Abstract
Background and Purpose Limited optimization was clinically applicable for reducing missed diagnosis, misdiagnosis and inter-reader variability in pulmonary nodule diagnosis. We aimed to propose a deep learning-based algorithm and a practical strategy to better stratify the risk of pulmonary nodules, thus reducing medical errors and optimizing the clinical workflow.
Materials and Methods A total of 2,348 pulmonary nodules (1,215 with lung cancer) containing screened nodules from National Lung Cancer Screening Trial (NLST) and incidentally detected nodules from Jinling Hospital (JLH) were used to train and evaluate a deep learning algorithm, Filter-guided pyramid network (FGP-NET). Internal and external test of FGP-NET were performed on two independent datasets (n=542). The performance of FGP-NET at Youden point which maximizing the Youden index was compared with 126 board-certificated radiologists. We further proposed Hierarchical Ordered Network ORiented Strategy (HONORS), which manipulates the emphasis either on sensitivity or specificity to target risk-stratified clinical scenarios, directly making decisions for some patients.
Results FGP-NET achieved a high area under the curve (AUC) of 0.969 and 0.855 for internal and external testing, and was comparable or even outperformed the radiologists when considering sensitivity. HONORS-guided FGP-NET identified benign nodules with a high sensitivity (95.5%) in the screening scenario, and demonstrated satisfactory performance for the rest ambiguous nodules with 0.945 of AUC by the Youden point. FGP-NET also detected lung cancer with a high specificity of 94.5% in routine diagnostic scenario; an AUC of 0.809 was achieved for the rest nodules.

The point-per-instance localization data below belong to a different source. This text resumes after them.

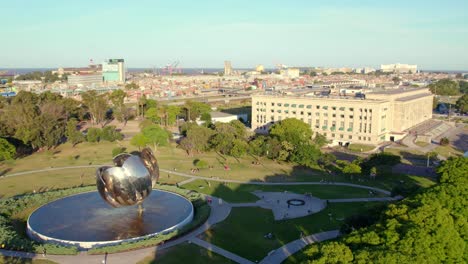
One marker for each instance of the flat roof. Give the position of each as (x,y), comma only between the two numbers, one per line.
(399,90)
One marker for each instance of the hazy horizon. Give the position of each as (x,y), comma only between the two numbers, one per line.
(147,34)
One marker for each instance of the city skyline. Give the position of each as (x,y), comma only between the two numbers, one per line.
(203,35)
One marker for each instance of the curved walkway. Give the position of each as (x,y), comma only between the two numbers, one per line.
(219,212)
(282,253)
(215,179)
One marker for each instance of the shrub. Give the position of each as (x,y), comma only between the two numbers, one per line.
(7,150)
(444,141)
(109,133)
(117,151)
(201,164)
(93,135)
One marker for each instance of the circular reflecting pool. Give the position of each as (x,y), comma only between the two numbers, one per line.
(86,220)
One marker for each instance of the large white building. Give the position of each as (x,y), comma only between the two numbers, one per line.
(84,79)
(373,119)
(399,68)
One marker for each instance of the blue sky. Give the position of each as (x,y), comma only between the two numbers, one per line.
(50,33)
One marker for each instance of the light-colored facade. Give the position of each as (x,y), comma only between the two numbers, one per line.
(227,68)
(399,68)
(84,79)
(379,117)
(113,70)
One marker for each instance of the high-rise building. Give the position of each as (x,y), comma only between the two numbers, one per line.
(227,68)
(399,68)
(113,70)
(377,117)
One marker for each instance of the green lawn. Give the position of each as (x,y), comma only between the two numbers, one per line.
(12,260)
(448,151)
(237,193)
(185,253)
(421,143)
(360,147)
(243,231)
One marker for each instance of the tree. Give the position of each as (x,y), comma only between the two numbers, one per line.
(120,111)
(7,150)
(462,104)
(155,135)
(93,135)
(132,86)
(444,141)
(73,135)
(445,87)
(291,130)
(305,155)
(96,104)
(195,109)
(153,115)
(139,140)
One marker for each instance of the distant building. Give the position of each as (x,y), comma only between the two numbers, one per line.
(227,68)
(290,72)
(399,68)
(84,79)
(113,70)
(370,119)
(260,68)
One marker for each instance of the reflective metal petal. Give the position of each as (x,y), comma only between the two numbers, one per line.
(130,181)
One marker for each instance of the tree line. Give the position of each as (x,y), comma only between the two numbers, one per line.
(429,227)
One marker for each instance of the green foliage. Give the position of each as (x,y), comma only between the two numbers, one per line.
(463,86)
(380,159)
(74,136)
(292,130)
(120,111)
(93,134)
(155,135)
(109,133)
(430,227)
(132,86)
(139,140)
(38,120)
(7,150)
(96,104)
(445,87)
(352,169)
(462,104)
(201,164)
(195,109)
(118,150)
(444,141)
(202,212)
(305,155)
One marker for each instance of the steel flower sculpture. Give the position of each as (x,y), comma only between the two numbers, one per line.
(130,181)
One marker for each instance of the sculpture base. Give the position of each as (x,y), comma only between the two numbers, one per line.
(86,221)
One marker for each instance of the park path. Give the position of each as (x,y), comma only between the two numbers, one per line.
(215,179)
(220,251)
(219,212)
(282,253)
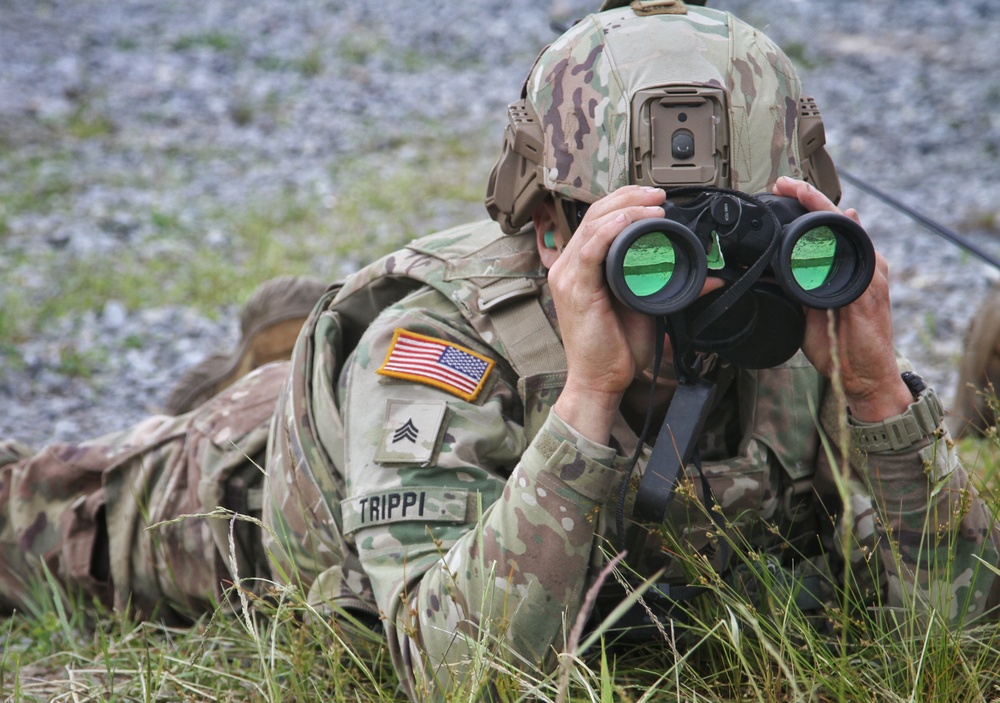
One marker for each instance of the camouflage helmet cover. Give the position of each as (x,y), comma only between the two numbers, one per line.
(581,88)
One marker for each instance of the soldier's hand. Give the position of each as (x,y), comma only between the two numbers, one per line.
(863,332)
(607,344)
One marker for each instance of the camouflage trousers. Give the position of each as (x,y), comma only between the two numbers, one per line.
(125,519)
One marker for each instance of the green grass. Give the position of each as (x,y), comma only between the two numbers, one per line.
(380,202)
(733,648)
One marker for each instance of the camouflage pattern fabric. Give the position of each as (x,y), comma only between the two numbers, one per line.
(83,510)
(456,515)
(492,515)
(517,508)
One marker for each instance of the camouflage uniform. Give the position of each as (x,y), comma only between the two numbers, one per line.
(452,512)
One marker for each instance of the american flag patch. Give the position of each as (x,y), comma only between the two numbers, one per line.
(437,363)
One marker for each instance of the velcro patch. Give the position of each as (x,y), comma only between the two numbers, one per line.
(424,504)
(411,432)
(438,363)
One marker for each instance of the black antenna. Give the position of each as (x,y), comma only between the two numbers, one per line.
(927,222)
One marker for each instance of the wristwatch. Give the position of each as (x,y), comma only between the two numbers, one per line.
(921,419)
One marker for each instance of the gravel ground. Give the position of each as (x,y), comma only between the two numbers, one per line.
(223,104)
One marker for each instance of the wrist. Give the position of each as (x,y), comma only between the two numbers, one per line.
(590,413)
(883,401)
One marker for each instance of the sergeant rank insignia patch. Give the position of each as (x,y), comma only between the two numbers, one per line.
(438,363)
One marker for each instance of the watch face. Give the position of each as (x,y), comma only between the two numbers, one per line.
(914,383)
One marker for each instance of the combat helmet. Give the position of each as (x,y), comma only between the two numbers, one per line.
(655,93)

Conclusion The combination of HONORS and FGP-NET provides well-organized stratification for pulmonary nodules and also offers the potential for reducing medical errors.
Highlights
Pulmonary nodules were managed for both screening and diagnostic scenarios
Proposal of a hierarchical strategy for targeting risk-stratified clinical scenarios
A large scale Human-deep learning contest for reliable performance evaluation
Competing Interest Statement
Xiuli li and Haoliang Lin are employees of Deepwise inc. The other authors have no conflict of interest to declare.
Funding Statement
This work was supported by the National Key Research and Development Program of China (2017YFC0113400).
Author Declarations
All relevant ethical guidelines have been followed; any necessary IRB and/or ethics committee approvals have been obtained and details of the IRB/oversight body are included in the manuscript.
Yes
All necessary patient/participant consent has been obtained and the appropriate institutional forms have been archived.
Yes
I understand that all clinical trials and any other prospective interventional studies must be registered with an ICMJE-approved registry, such as ClinicalTrials.gov. I confirm that any such study reported in the manuscript has been registered and the trial registration ID is provided (note: if posting a prospective study registered retrospectively, please provide a statement in the trial ID field explaining why the study was not registered in advance).
Yes
I have followed all appropriate research reporting guidelines and uploaded the relevant EQUATOR Network research reporting checklist(s) and other pertinent material as supplementary files, if applicable.
Yes
Data Availability
We used one dataset which is publicly accessible: NLST: https://biometry.nci.nih.gov/cdas/learn/nlst/images/ Retrospective data used in this study from clinical hospitals cannot be released under the terms of our Institutional Review Board approval to protect patient confidentiality.